Its \(\texttt{iscoGroup}\) code is 2634 and the job description reads

occupations %>% 
  filter(preferredLabel==current_job) %>% 
  pull(description)
## [1] "Polygraph examiners prepare individuals for polygraph testing, conduct the polygraph exam and interpret the results. They pay close attention to detail and use a range of instruments to monitor respiratory, sweat and cardiovascular responses to questions addressed during the process. Polygraph examiners write reports on the basis of the results and can provide courtroom testimony."

Nice. Let’s first take a look at what do the essential-to-essential skills distances look lie for this job:

percentile_threshold <- .03

job_pairs %>% 
    filter(job_1==current_job) %>% 
    ggplot()+
    geom_density(aes(essential_to_essential))+
    geom_vline(aes(xintercept=quantile(essential_to_essential,percentile_threshold)),lty=2)+
    theme_bw()

we can eyball some reasonable lower threshold to identify close-by jobs. Let’s say we take the first 3\(\%\) (dashed vertical line in the plot), which corresponds to a distance of about 0.23:

threshold_distance <-  quantile(job_pairs$essential_to_essential[job_pairs$job_1==current_job],percentile_threshold)

return_neighbours(current_job,
                  threshold = threshold_distance)

We can see the algorithm returns 5 neighbours at that distance. Let’s take a look at them!

plot_neighbours(from=current_job,
                threshold=threshold_distance)

At the center, our current occupation. The numbers in square bracket indicate the major group according to ISCO classification (finer grouping - more digits - can be reported/looked up in the database for sanity checks). The plot shows the closest jobs according to

  1. chosen distance (default: Jaro)
  2. weights (default: only look at essential-to-essential)
  3. threshold (here: third percentile of distances).

So, according to our algorithm, a polygraph examiner could consider retraining in quite a few funny ways… Where have I seen something similar already…

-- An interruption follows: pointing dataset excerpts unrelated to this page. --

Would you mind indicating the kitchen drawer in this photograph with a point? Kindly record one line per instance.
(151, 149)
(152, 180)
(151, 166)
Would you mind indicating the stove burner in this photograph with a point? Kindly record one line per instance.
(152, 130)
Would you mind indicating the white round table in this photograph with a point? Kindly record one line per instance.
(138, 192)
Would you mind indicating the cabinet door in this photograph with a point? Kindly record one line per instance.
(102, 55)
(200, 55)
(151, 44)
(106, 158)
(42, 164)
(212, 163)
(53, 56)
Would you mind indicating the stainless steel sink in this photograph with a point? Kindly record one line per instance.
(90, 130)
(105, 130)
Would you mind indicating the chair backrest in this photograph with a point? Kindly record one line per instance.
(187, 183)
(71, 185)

Let’s keep in mind we are using an arbitrary distance on a sample of the whole dataset, so close-by jobs might not be too close also because of that!

Conclusions

I have tried to outline one possible approach to the problem of re-categorising jobs, starting from the ESCO framework and defining distances based how similar essential and optional skills for said jobs are. I have described a simple implementation and created a visual output that gives an immediate idea of the potential of this method.

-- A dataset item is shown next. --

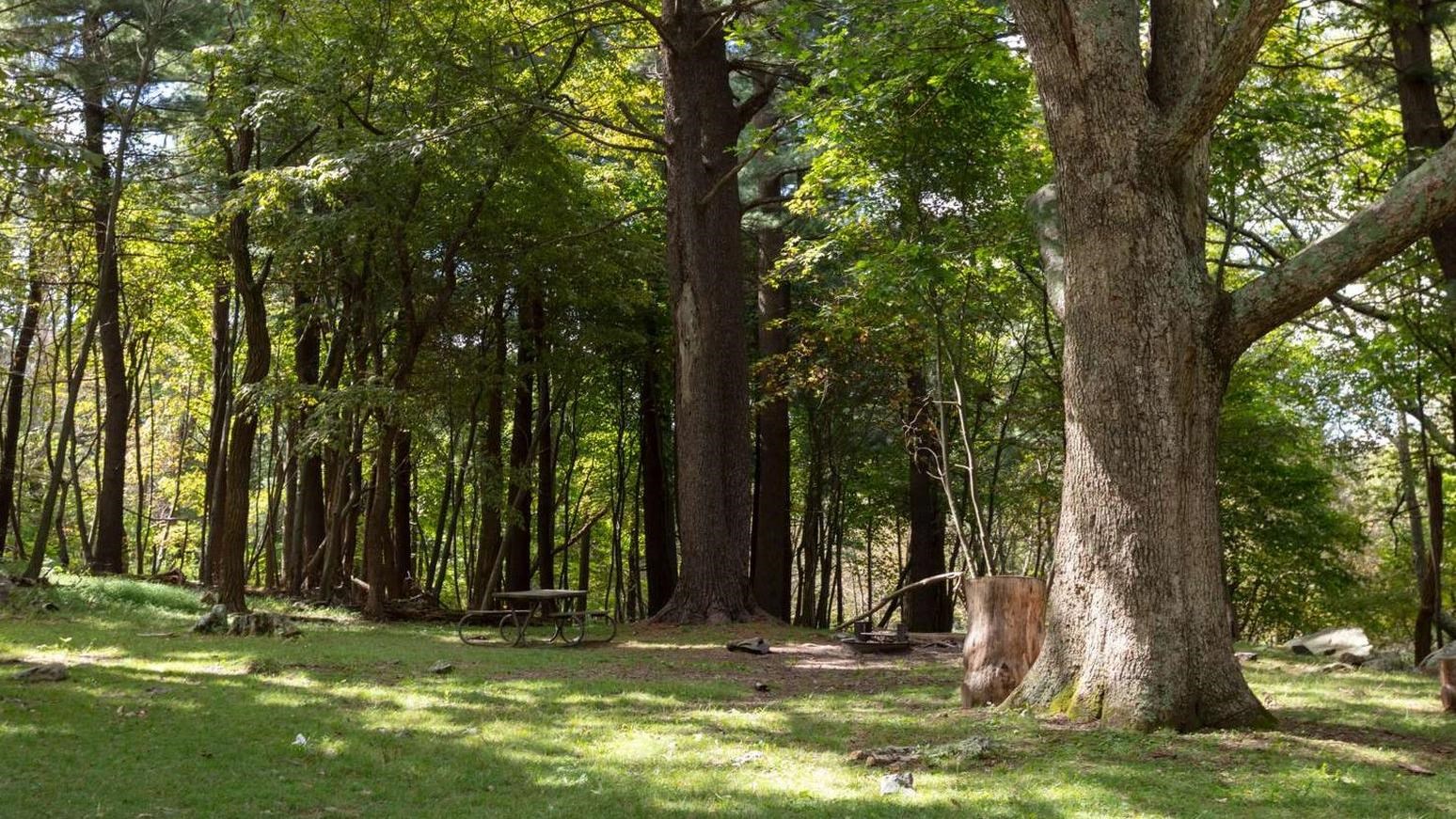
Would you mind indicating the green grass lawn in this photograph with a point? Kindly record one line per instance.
(661, 722)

Advantages The framework is quite intuitive, and pretty flexible. The possibility to implement a custom distance and choose the thresholds would make it possible to create a user-friendly interface (for example using ShinyApp/flexidashboards) to explore the job landscape under this new lens. While this notebook has been written using rmarkdown and the R language, the method is clearly platform-free, and everything needed to implement it (maybe even better) already exists in Python and other widely used languages.

Limitations The implementation is very raw, there is certainly scope for improvements there. Moreover, the choice of which distance to use is critical: as we are trying to measure something as complex as how similar two sets of skills are (and possibly more than two), the way we choose to do this will determine the meaningfulness of the whole thing. Computational issues pertain the computation of pairwise distances for a large number of jobs, which - however - would only need to be done once, and can certainly optimised by writing a loop in a lower-level language such as C++ or similar.

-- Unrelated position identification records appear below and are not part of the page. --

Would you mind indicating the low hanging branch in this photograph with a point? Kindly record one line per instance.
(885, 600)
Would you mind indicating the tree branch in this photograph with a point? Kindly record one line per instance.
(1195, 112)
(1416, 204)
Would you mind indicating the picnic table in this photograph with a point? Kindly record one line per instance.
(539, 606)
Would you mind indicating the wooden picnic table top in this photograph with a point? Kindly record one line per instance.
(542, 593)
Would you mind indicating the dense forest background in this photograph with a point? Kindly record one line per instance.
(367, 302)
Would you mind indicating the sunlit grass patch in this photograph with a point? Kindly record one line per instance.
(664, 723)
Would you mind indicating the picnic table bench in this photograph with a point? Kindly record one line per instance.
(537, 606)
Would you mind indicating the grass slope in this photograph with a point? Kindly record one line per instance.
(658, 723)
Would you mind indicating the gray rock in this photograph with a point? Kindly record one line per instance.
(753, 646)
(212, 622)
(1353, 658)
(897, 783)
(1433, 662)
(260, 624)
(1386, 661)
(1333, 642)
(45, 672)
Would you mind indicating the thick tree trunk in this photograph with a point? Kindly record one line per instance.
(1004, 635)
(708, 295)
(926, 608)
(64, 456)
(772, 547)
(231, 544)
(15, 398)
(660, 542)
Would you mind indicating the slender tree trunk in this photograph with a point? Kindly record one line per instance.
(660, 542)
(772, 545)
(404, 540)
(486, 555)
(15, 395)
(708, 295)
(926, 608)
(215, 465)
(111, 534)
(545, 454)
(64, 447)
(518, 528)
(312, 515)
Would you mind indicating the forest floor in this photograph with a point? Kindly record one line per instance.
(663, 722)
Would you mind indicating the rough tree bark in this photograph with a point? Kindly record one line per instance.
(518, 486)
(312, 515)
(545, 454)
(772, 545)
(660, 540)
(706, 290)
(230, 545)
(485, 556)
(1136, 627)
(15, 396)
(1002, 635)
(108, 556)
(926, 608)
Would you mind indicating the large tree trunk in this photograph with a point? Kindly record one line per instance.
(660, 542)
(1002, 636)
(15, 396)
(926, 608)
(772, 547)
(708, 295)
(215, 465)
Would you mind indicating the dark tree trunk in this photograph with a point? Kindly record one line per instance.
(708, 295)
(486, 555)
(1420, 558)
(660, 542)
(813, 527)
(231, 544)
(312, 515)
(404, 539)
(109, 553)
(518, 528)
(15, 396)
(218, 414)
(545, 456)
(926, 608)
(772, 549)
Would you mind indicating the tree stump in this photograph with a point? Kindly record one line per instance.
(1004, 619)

On a side note, there is an \(\texttt{R}\) package by the name of \(\texttt{labourR}\) that provides a host of functions to deal with the ESCO data, which “Includes the ESCO corpus and the respective ESCO to ISCO mappings. Allows a user to enter multilingual free-form text and receive its classification in the ESCO-ISCO hierarchy. Computations are fully vectorized and memory efficient. Includes facilities to assist research in text mining of labour market data.” (quote from the package vignette). I haven’t explored it too much, as I wanted to give this a go on my own, but it looks interesting.

Oh, also, I couldn’t resist and created a wee interactive version of the above, you can find it here. :)

Thanks for getting to the bottom of this!